BAFTA Scotland 2024: Scottish horror Out of Darkness wins big
BAFTA’s annual bash celebrating Scottish film and television handed out awards to an eclectic selection of work last night, with David Tennant, Ashley Storrie and Kevin Macdonald among the winners
Scotland's film and telly community was out in force last night (Sun 17 Nov) for the annual BAFTA Scotland awards. In terms of film, the big winner of the night was Andrew Cumming's stone age horror Out of Darkness, which picked up three prizes: Best Actor for Kit Young, Best Actress for Sofia Oakley-Green and Best Film, beating out Adura Onashile’s Girl and moving documentary Is There Anybody Out There? This sweep was richly deserved; Out of Darkness is the kind of muscular action film that rarely gets made in Scotland. Director Andrew Cumming clearly has a talent for nail-biting spectacle and we're eagerly looking forward to his next film project.
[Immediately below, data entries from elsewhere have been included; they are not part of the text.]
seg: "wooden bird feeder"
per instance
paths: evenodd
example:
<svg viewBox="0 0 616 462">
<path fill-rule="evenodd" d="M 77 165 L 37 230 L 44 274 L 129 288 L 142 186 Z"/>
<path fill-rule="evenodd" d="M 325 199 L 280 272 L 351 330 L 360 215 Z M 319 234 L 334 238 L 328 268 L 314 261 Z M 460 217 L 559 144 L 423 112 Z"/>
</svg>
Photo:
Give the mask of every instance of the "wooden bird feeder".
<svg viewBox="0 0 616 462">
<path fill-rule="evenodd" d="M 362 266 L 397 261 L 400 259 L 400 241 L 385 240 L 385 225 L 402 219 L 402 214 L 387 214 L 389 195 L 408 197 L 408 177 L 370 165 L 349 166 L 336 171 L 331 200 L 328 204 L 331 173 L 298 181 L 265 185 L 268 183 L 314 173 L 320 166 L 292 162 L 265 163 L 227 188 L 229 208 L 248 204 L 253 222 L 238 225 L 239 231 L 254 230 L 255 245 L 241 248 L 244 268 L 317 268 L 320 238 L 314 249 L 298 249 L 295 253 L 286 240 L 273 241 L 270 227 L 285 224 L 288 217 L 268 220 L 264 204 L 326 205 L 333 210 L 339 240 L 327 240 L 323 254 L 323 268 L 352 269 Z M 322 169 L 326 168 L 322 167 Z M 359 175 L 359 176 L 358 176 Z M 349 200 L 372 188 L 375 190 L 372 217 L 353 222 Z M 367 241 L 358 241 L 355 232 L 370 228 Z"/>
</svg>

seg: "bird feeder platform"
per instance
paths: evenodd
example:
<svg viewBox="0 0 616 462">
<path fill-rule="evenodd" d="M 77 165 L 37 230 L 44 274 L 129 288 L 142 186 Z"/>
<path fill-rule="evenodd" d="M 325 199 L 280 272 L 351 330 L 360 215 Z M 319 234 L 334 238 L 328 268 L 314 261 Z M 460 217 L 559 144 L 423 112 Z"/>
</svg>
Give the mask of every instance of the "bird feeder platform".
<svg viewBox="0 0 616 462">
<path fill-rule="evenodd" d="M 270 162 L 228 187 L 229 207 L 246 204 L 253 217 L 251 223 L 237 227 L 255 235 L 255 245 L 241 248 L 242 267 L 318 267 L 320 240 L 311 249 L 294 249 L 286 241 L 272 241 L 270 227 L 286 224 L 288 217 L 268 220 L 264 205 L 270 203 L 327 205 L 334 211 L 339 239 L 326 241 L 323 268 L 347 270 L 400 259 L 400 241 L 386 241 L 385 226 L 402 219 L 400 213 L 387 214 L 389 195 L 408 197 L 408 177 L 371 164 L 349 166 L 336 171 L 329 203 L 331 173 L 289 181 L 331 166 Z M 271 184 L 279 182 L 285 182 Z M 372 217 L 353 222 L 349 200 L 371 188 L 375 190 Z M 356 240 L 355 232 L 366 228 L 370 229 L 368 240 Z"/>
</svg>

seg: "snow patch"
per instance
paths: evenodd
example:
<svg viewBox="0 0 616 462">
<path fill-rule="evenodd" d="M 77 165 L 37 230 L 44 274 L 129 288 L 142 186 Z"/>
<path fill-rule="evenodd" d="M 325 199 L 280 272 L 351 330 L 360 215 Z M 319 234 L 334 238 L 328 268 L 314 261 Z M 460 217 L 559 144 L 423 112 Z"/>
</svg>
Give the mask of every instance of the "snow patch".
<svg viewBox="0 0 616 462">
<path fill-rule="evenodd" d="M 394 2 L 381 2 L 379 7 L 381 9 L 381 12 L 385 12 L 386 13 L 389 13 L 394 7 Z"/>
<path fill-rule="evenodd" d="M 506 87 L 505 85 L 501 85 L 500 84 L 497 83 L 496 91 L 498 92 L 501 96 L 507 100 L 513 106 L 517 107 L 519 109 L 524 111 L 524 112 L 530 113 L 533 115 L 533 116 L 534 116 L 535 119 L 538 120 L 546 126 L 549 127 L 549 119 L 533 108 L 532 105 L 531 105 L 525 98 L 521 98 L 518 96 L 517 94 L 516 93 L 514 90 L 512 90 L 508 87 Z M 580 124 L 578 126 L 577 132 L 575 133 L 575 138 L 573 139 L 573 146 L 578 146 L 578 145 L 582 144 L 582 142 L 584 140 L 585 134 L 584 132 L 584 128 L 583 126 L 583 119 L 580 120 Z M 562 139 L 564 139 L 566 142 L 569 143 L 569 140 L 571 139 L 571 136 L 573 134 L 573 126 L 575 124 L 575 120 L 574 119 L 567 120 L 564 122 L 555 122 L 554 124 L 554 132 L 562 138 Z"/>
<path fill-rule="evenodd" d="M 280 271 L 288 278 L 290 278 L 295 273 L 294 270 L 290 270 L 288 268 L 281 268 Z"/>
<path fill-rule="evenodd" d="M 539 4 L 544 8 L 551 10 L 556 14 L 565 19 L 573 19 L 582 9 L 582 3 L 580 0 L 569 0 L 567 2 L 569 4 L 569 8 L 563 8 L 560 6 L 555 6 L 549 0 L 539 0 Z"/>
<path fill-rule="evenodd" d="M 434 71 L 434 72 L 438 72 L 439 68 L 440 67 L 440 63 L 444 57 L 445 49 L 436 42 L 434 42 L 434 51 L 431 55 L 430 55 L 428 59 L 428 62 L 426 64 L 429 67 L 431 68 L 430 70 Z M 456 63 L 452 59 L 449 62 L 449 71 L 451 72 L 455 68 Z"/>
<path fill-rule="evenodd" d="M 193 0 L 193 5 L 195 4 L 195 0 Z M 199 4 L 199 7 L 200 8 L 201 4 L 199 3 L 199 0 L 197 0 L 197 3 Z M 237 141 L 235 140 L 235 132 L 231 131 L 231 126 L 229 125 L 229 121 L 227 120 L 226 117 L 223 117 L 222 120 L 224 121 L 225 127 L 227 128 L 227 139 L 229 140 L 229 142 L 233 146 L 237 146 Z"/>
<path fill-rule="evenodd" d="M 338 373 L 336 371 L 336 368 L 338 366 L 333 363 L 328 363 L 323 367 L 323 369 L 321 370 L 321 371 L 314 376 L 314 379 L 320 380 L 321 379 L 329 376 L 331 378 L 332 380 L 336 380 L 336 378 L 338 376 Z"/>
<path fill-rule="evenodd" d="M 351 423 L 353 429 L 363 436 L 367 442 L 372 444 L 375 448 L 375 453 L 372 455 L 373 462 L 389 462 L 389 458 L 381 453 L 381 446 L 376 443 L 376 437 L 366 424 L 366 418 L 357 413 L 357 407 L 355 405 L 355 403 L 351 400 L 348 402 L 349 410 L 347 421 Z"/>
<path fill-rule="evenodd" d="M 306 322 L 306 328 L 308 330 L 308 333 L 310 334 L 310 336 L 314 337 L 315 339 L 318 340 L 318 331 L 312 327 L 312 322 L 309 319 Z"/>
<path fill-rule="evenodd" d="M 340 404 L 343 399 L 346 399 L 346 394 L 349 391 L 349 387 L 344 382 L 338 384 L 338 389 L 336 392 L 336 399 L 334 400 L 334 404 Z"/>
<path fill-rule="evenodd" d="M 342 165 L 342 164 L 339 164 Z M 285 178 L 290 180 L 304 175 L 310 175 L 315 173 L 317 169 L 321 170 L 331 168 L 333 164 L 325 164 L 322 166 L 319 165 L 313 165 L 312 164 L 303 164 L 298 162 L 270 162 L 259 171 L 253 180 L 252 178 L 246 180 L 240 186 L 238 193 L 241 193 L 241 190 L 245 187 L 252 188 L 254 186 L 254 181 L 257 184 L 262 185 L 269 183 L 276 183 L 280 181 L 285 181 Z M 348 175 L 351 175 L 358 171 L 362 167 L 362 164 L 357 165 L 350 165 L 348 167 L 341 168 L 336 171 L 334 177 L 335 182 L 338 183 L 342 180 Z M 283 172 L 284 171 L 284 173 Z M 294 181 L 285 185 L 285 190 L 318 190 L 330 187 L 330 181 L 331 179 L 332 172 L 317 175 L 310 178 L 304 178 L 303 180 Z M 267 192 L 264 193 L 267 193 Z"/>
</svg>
Despite his great work behind the camera, Cumming wasn’t even nominated for Best Director: Fiction this year, in an award that’s shared between the small screen and the big screen, but there can’t be any grumbles at the winner. Veteran Scottish director Saul Metzstein took home the prize for his sterling work helming the third series of Apple’s wry spy show Slow Horses. Best Director: Factual went to the mighty Kevin Macdonald for High & Low, his gripping look at the downfall of Dior creative director John Galliano.
Standup Ashley Storrie won two awards. She was named Best Writer alongside Matilda Curtis for their show Dinosaur and won the public vote prize for her lead performance in that same show. During her speech for Best Writer, Storrie gave a sweet call out to her late mother, Janey Godley, who died earlier this month after a long fight with cancer. She told a story of sneaking into the BAFTAs with Godley when she was just 15. “We went to the afterparty,” recalls Storrie, “and a lady came up and said who are you? My mum said ‘Elaine C Smith’, and the lady just just went, 'Oh, OK'.”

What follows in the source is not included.